'If you don't have apples and grapes, you can't enjoy Christmas'
Trinidad: Exotic apples and 'Christmas styling'
Christmas for Vincent Dobson as a child in Port of Spain, Trinidad, meant home-baked bread, boiled sweet ham, and "black cake" made with rum and dried fruits, followed by "music all weekend."
"And if you don't have apples and grapes, you can't enjoy Christmas," Dobson said. Apples were exotic because they didn't grow in Trinidad. "Mangoes, oranges, grapefruit, you can get all year round."
The music he called "Christmas styling," his voice rich with a Trinidad lilt he hasn't lost in 20 years in Iqaluit, plus as many in Montreal.
It meant carols and songs played with a calypso beat on the steel pan, guitar, cuatro (a small, four-string guitar) and any other instrument you could find – including your mother's pot cover or a grater.
Dobson, also known as "Bugsy," originally came to Iqaluit to fix cars, drove a taxi for years, and now works at the Oqota Men's Shelter.
Preparations for a Trinidad Christmas began months before, when "all the nick-nacks and pictures came off the walls, and people painted the house," he said.
They cut a small deciduous bush with lots of branches, stripped off the leaves, painted it white or silver, and decorated it with cotton balls for snow.

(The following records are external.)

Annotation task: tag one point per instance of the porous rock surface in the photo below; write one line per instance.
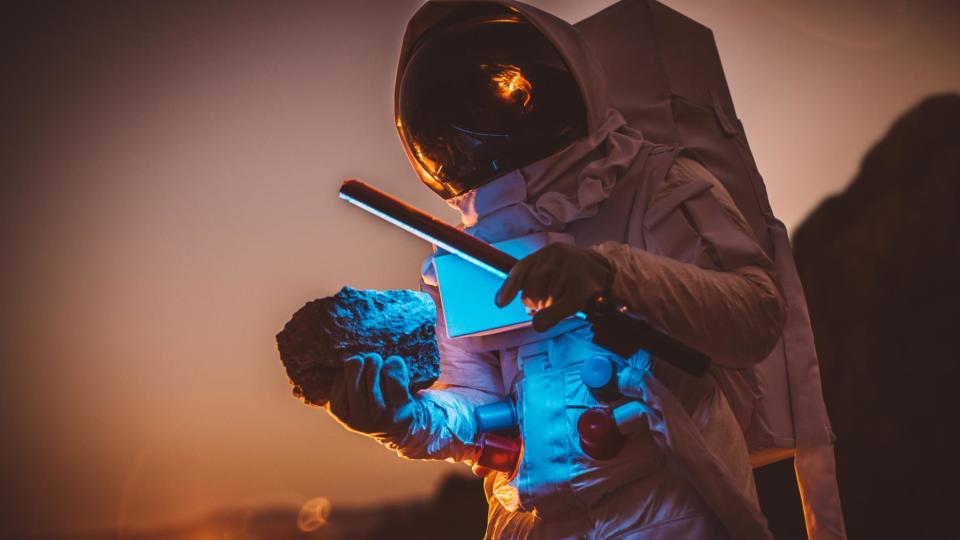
(325, 332)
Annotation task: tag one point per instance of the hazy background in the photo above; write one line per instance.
(167, 200)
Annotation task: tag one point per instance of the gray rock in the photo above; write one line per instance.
(325, 332)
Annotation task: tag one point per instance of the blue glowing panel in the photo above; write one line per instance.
(467, 292)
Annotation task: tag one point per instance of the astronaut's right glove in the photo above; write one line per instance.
(372, 396)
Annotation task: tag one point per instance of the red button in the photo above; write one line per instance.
(498, 453)
(599, 436)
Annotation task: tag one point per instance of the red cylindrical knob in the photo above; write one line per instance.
(498, 453)
(599, 436)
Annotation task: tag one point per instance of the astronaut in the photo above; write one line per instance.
(503, 112)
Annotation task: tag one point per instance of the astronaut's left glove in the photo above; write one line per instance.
(556, 282)
(371, 396)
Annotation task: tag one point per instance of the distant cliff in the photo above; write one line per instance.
(880, 264)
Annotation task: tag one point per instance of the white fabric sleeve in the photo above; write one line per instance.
(703, 278)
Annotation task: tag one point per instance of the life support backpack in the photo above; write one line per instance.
(664, 76)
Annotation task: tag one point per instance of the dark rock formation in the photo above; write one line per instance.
(324, 332)
(880, 264)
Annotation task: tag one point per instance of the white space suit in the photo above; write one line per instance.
(682, 255)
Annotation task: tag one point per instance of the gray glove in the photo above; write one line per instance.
(556, 282)
(372, 396)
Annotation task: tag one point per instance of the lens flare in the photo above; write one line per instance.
(313, 514)
(510, 85)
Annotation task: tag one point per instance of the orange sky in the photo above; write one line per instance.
(168, 200)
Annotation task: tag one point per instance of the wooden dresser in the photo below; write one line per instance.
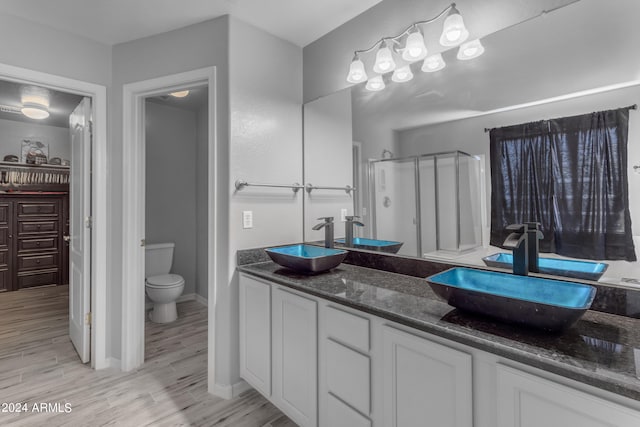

Christmas was all about family getting together, he said.
Midnight mass on Christmas eve at the local Roman Catholic church would kick it off, then more than 30 relations would gather in his mother's Port of Spain home for days of eating, drinking and making merry.
Christmas morning, after opening their stockings, Dobson and his cousins would run around the house "playing stick-em-up. Everybody got a water gun, or a caps gun," he recalled.